Hurricane Hangover

supermarket

On Saturday morning, before Irene came knocking, I went to the supermarket with my hubs. We figured that pickling and canning would be a good rainy day activity and since we have a gas stove, a power outage wouldn’t impact our progress. I naively thought, ‘we can pick up a jug or two of water, just in case.’

The supermarket, however, looked like a scene from the apocalypse. The water aisle was empty. A panicked kid, old enough to read, was grabbing bottles of vegetable oil and throwing, literally throwing, them into the cart, when his very large, very panicked grownup shrieked, “That’s oil! Find the water!!” as she reached back into the cart and tossed the bottles of Crisco haphazardly back onto the shelf.

It was merely overcast outside, a light breeze.
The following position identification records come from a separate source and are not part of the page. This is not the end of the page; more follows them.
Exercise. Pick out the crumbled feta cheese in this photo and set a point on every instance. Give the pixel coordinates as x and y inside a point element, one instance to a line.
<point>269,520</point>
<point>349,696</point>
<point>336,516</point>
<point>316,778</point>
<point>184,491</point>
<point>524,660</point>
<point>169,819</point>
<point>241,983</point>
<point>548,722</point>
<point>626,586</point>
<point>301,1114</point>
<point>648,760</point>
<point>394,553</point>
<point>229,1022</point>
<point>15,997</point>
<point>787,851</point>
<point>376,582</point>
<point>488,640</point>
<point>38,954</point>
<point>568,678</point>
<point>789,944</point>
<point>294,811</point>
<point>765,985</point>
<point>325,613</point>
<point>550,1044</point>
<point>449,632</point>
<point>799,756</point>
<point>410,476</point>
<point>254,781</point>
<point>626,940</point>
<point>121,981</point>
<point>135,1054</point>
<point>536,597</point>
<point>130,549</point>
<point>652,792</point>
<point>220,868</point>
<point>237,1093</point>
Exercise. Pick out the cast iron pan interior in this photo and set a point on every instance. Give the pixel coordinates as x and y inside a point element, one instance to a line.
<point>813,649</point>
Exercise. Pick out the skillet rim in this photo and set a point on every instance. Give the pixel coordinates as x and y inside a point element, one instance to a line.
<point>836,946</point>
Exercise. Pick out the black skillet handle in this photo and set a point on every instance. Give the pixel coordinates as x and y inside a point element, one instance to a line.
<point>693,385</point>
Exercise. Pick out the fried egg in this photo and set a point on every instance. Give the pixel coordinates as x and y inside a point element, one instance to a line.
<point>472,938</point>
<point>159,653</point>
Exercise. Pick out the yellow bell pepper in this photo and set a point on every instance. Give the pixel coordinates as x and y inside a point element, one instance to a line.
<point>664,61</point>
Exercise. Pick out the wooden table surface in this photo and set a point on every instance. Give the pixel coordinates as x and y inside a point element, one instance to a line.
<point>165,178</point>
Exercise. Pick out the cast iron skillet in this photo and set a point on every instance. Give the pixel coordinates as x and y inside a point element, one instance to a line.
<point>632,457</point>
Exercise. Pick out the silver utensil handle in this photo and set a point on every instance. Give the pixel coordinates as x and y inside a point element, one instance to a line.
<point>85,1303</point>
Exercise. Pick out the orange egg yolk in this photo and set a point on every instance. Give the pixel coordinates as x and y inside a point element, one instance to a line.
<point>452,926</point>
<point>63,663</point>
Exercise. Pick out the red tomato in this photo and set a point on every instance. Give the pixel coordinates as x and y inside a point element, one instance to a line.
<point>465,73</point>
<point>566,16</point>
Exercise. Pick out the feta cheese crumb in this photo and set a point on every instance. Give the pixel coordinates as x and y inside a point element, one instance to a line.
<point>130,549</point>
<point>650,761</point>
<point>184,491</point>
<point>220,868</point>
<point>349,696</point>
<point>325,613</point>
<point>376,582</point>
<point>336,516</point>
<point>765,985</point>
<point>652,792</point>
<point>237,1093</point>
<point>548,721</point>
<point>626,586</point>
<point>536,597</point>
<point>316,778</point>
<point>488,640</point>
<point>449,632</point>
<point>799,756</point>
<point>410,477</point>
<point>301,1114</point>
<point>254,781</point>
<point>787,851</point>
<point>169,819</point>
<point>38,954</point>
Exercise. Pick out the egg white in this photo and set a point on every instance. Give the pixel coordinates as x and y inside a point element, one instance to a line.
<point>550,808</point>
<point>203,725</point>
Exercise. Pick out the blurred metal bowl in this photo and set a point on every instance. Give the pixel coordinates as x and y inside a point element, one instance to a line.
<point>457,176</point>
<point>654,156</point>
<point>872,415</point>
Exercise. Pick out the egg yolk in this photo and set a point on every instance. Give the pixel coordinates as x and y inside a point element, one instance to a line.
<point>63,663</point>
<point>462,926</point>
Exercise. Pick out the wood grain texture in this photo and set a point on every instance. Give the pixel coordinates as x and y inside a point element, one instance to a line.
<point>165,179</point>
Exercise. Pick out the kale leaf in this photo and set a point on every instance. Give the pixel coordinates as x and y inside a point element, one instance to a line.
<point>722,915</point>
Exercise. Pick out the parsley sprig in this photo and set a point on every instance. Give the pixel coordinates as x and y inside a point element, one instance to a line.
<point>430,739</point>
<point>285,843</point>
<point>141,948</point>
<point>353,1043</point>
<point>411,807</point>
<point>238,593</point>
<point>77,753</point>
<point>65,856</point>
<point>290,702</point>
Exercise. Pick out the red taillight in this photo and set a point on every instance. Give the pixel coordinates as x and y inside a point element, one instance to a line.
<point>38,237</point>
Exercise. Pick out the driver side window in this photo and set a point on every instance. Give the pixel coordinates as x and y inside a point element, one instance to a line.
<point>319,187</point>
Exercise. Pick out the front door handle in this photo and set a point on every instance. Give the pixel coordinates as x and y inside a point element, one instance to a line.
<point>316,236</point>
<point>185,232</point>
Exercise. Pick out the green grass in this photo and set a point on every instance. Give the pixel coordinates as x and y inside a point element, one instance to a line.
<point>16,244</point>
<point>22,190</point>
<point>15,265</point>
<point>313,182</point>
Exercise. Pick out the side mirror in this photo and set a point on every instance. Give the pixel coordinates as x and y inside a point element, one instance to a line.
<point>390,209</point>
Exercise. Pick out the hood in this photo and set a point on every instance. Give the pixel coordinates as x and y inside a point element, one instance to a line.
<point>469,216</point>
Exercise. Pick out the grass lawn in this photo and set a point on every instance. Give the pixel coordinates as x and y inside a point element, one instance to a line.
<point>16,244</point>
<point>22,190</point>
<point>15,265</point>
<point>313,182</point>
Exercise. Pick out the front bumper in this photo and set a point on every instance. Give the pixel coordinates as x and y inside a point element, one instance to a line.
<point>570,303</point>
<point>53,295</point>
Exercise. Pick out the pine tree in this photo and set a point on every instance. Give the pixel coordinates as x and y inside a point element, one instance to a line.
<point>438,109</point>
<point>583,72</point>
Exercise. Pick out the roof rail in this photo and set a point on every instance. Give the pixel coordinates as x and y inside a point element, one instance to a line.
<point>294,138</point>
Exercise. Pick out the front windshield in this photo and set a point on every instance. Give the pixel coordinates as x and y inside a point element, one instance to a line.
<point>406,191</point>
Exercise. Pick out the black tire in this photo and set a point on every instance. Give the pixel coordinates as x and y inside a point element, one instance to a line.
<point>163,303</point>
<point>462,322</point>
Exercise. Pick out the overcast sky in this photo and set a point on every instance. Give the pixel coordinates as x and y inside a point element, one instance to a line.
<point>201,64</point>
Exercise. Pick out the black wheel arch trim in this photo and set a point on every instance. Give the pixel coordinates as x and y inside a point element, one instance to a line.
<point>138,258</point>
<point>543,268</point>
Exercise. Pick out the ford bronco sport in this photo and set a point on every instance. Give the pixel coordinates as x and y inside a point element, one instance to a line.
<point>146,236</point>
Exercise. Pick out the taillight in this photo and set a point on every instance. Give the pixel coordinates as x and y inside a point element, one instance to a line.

I walked into the soup aisle because soup shares the shelves with spices and I was there for cumin seeds, coriander, dill seed, and salt. A woman, in her, oh I’d say late seventies, stared in absolute horror at the picked over remnants of the canned soup selection.

Her mouth was agape. The corners of her lips she drew down into her jowls severely and over the bridge of her bespectacled nose, her eyebrows pinched their way towards her hairline.

Her choices? New England Clam Chowder and Hungry Man Extra Meat.

This lady was seventy something! That means she has lived through a lot: several wars, an energy crisis, numerous hurricanes and yet the panic with which she was obviously gripped was palpable. Would she really have to eat cold, passed-over soup from a can as her last meal?

Thankfully, no. I can tell you this because in my neck of the woods, no one ate a hurricane-induced last supper.

There was lots and lots of flooding, damaged power lines, trees down and for all my friends & folks figuring out how to get their lives back on the rails, for that I am truly devastated for you.

I’m only trying to sound a little smug. I bought whole milk and Ruffles potato chips figuring (silently) that it could be the end so a little extra fat in my diet wouldn’t matter if a tree was about to demo my stone and cinderblock house with me inside.

But, we survived, as did my new size 8 wool culottes that I’d love to wear this fall. Within 24 hours, the road was open and the supermarket accessible, shelves now being restocked.

I’m a little hungover on the panic and the talking heads but I think this reaction is far more primal than listening to too much FoxNews. I’ve started reading a fabulous book called Catching Fire : How Cooking Made Us Human. Gathering up food and supplies in the face of impending doom is somehow, primitive and it gives us something to do. No cubicle for a few days; load up on Oreos.

If you missed it, here’s a link to a hilarious post by a fellow NYC blogger about what NYers didn’t buy.

In all seriousness, I hope you weathered the storm and that you didn’t resort to cannibalism. If you happen to now be stuck with gallons of spring water, loaves of Wonder bread and the cans of delicious soup that old lady was looking for, Food Bank NYC is collecting up the extras.  Outside the city, your local faith-based organization is a good place to contact both to donate and if you are in need of help. You can also find a list of nearby food banks here.